There is nothing original about this list. It has all been said before by writers much smarter than me. I’ve just arranged things differently, and I keep changing them as the years go by. There’s nothing binding here. All suggestions can be ignored when necessary. I do it all the time. However, I write each day with these habits ingrained. — J.G.
1. DO — WRITE A PAGE EVERY DAY
That’s about 200 words, or 1,000 words a week. Do that for two years and you’ll have a novel that’s long enough.
Nothing will happen until you are producing at least one page per day.
2. DON’T — WRITE THE FIRST SCENE UNTIL YOU KNOW THE LAST
This necessitates the use of a dreaded device commonly called an outline. Virtually all writers hate that word. I have yet to meet one
who admits to using an outline.
Plotting takes careful planning. Writers waste years pursuing stories that eventually don’t work.
3. DO — WRITE YOUR ONE PAGE EACH DAY AT THE SAME PLACE AND TIME
Early morning, lunch break, on the train, late at night — it doesn’t matter. Find the extra hour, go to the same place, shut the door.
No exceptions, no excuses.
4. DON’T — WRITE A PROLOGUE
Prologues are usually gimmicks to hook the reader. Avoid them. Plan your story (see No. 2) and start with Chapter 1.
5. DO — USE QUOTATION MARKS WITH DIALOGUE
Please do this. It’s rather basic.
6. DON’T — KEEP A THESAURUS WITHIN REACHING DISTANCE
I know, I know, there’s one at your fingertips.

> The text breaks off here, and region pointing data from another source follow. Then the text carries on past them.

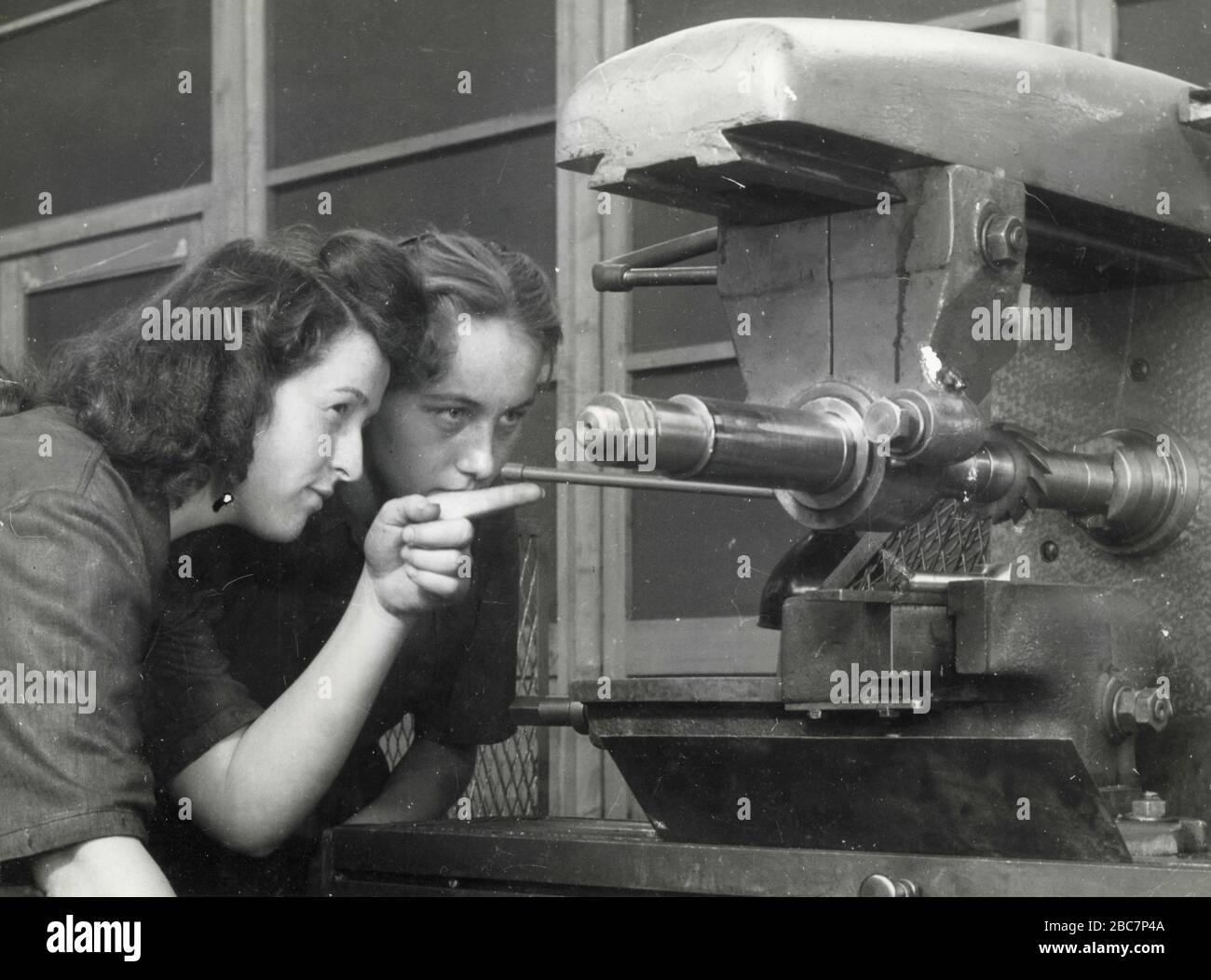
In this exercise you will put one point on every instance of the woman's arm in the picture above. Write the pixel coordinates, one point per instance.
(104, 866)
(428, 782)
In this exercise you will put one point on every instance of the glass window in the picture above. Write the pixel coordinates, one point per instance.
(91, 110)
(56, 315)
(503, 192)
(363, 72)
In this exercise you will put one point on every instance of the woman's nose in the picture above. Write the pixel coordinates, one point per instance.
(347, 460)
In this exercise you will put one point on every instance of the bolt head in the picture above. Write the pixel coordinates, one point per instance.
(1003, 238)
(1151, 807)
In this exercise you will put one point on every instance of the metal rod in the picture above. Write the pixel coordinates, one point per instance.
(519, 471)
(609, 275)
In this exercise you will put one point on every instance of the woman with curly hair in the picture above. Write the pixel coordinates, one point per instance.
(128, 443)
(448, 423)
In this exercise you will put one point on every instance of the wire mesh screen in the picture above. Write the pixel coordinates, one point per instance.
(947, 539)
(507, 781)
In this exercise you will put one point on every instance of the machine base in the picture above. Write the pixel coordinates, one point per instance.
(576, 857)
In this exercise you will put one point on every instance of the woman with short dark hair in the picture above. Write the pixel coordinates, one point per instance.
(449, 419)
(142, 432)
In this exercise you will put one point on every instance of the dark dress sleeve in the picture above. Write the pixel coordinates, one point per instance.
(74, 614)
(480, 637)
(194, 699)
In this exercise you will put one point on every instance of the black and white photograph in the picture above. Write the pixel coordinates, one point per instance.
(606, 448)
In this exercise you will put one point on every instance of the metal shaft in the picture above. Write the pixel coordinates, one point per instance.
(520, 471)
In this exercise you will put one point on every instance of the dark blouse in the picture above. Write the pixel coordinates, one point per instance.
(79, 560)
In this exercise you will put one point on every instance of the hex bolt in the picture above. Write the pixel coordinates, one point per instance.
(1136, 708)
(1150, 807)
(882, 887)
(1003, 238)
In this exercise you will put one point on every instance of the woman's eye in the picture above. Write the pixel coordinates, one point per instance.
(452, 415)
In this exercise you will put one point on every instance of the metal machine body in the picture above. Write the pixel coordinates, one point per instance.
(876, 186)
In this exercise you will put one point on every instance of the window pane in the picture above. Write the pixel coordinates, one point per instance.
(56, 315)
(363, 72)
(1173, 36)
(91, 110)
(503, 192)
(685, 547)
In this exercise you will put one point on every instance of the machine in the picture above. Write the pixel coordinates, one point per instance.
(968, 279)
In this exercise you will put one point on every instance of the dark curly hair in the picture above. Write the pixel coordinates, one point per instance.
(464, 274)
(173, 415)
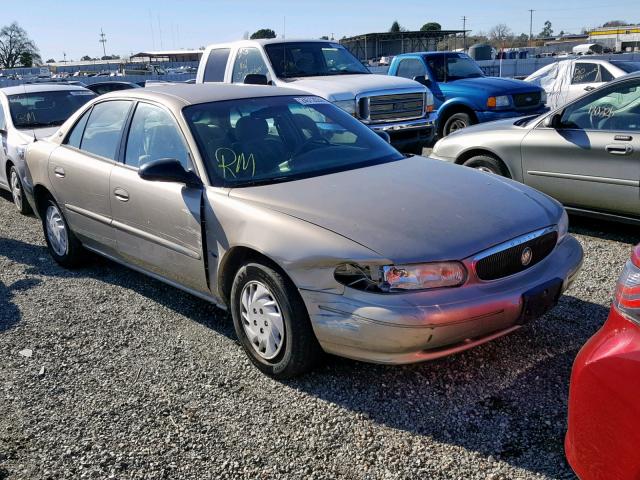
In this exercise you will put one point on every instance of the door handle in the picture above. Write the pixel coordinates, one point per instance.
(619, 149)
(121, 194)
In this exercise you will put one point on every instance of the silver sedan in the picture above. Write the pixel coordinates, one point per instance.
(585, 154)
(313, 231)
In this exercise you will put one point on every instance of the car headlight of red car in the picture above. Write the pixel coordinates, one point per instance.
(398, 278)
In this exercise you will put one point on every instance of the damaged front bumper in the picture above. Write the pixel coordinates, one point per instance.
(413, 327)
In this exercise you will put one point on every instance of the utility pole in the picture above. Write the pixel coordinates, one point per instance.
(464, 34)
(103, 41)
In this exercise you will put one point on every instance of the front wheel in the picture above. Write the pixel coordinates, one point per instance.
(63, 245)
(272, 323)
(456, 122)
(487, 164)
(17, 192)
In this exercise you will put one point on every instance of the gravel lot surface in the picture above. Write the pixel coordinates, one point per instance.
(128, 378)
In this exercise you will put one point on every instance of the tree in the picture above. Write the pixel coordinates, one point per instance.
(396, 27)
(615, 23)
(14, 42)
(431, 27)
(263, 33)
(500, 34)
(547, 31)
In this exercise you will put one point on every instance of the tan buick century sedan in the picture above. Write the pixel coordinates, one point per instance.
(313, 230)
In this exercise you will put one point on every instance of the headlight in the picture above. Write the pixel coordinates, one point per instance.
(348, 106)
(397, 278)
(497, 102)
(563, 226)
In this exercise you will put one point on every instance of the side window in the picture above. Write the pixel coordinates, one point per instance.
(248, 61)
(104, 128)
(613, 108)
(605, 75)
(411, 68)
(75, 137)
(585, 73)
(153, 135)
(216, 65)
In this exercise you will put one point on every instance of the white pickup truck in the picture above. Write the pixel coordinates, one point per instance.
(401, 107)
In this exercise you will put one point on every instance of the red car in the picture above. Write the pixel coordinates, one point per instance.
(603, 440)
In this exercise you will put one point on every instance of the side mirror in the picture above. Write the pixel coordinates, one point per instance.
(423, 80)
(168, 170)
(383, 135)
(553, 121)
(256, 79)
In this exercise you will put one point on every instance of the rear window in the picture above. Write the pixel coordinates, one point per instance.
(46, 109)
(216, 65)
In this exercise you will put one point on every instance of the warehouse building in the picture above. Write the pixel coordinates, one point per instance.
(619, 39)
(370, 46)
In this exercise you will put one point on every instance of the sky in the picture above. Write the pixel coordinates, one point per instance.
(73, 27)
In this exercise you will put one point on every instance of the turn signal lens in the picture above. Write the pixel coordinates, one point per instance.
(627, 297)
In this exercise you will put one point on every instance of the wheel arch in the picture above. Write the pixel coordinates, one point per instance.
(463, 157)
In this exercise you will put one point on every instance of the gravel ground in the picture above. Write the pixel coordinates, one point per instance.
(129, 378)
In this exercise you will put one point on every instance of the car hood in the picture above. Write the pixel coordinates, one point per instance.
(412, 210)
(493, 86)
(346, 87)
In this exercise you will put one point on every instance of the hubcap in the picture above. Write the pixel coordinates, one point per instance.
(262, 320)
(56, 230)
(16, 191)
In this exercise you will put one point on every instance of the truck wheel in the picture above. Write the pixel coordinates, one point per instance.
(457, 121)
(64, 246)
(272, 323)
(17, 192)
(488, 164)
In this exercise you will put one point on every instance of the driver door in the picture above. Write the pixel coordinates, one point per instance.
(591, 159)
(157, 224)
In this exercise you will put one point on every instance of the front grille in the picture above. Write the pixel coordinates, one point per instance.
(526, 100)
(403, 106)
(509, 261)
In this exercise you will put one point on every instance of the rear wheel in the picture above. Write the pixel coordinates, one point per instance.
(487, 164)
(17, 192)
(272, 323)
(456, 122)
(64, 246)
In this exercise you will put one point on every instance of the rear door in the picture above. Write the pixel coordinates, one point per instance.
(157, 224)
(79, 171)
(592, 160)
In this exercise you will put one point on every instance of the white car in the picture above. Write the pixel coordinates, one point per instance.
(567, 80)
(29, 113)
(400, 107)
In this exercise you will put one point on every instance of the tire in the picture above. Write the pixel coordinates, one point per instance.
(17, 192)
(63, 245)
(272, 323)
(455, 122)
(487, 164)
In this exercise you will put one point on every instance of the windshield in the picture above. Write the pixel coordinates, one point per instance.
(628, 67)
(452, 66)
(46, 109)
(273, 139)
(312, 59)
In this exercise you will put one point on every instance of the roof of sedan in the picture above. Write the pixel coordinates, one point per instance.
(39, 87)
(190, 94)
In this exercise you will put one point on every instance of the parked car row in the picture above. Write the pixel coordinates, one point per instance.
(281, 200)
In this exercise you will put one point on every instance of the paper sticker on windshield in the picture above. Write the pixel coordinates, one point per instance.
(310, 100)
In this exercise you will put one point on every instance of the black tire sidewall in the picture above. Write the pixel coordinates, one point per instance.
(297, 326)
(465, 117)
(487, 162)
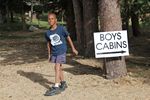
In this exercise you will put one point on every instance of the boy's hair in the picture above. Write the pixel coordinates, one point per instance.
(52, 13)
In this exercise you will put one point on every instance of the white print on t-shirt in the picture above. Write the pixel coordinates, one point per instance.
(55, 39)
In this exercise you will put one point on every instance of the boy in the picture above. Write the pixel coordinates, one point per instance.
(57, 48)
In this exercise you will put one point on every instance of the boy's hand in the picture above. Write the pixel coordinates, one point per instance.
(75, 51)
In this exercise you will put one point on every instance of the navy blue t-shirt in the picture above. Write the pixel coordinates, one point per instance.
(57, 39)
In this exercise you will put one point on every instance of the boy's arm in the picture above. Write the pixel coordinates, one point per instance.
(72, 46)
(49, 49)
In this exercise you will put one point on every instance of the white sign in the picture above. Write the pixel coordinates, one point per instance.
(111, 44)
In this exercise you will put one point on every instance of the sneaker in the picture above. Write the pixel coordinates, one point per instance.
(53, 91)
(63, 85)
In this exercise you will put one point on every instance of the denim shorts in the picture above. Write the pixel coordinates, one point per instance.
(61, 59)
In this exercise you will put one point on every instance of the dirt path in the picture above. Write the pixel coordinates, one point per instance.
(25, 74)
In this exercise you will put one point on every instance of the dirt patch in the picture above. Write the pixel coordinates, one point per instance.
(25, 73)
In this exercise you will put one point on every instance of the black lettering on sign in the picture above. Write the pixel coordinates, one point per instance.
(98, 46)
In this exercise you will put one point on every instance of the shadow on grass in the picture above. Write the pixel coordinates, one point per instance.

There are three types of words: (1) words we know; (2) words we should know; (3) words nobody knows. Forget those in the third category
and use restraint with those in the second.
A common mistake by fledgling authors is using jaw-breaking vocabulary. It’s frustrating and phony.
7. DO — READ EACH SENTENCE AT LEAST THREE TIMES IN SEARCH OF WORDS TO CUT
Most writers use too many words, and why not? We have unlimited space and few constraints.
8. DON’T — INTRODUCE 20 CHARACTERS IN THE FIRST CHAPTER
Another rookie mistake. Your readers are eager to get started. Don’t bombard them with a barrage of names from four generations of the same family. Five names are enough to get started.